A impunidade mudou a face do nosso país. Criminosos de toda espécie ficam à vontade. É cotidiano a Polícia prender pessoas com 20, 25 e até 30 passagens pelo sistema, respondendo em liberdade por crimes diversos, inclusive homicídios.
Não sei se o senhor é uma pessoa viajada.
Eu, pela minha profissão, conheço - praticamente - o mundo todo.
Falar do povo brasileiro desconhecendo países Africanos, a Índia, e outros situados no Oriente Médio e Ásia, demonstra apenas desconhecimento sobre o comportamento humano em diversos países/regiões mundo afora.
Nossa violência é fruto da impunidade.
Combata a impunidade que o crime diminui.
Quanto ao Prof.

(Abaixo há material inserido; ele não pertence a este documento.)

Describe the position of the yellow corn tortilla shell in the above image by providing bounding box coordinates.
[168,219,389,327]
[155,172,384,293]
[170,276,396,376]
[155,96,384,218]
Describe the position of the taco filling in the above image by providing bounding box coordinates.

Lênio.
Não preciso concordar com ele para afirmar que é um grande brasileiro.
Se não existisse, teria que ser inventado.
Abraços
Leio sempre sua coluna - quase sempre, a bem da verdade, pois às vezes suas reflexões me trazem mais melancolia frente ao status quo que parece mais trágico a cada dia -, no entanto, apenas hoje realizei minha inscrição na Conjur para poder comentar pois senti uma necessidade fisiológica em fazê-lo. Dito isto, prossigo:
Essa coluna sintetizou meu sentimento atual acerca das discussões jurídicas travadas com colegas: desânimo e leve desespero...
É o caos! Os néscios se reproduzem por mitose. Deus nos socorra!!! O que fazer? Resistir. Resistir. Resistir.
No mais, sua existência para o Direito brasileiro nunca se fez tão necessária. Resista!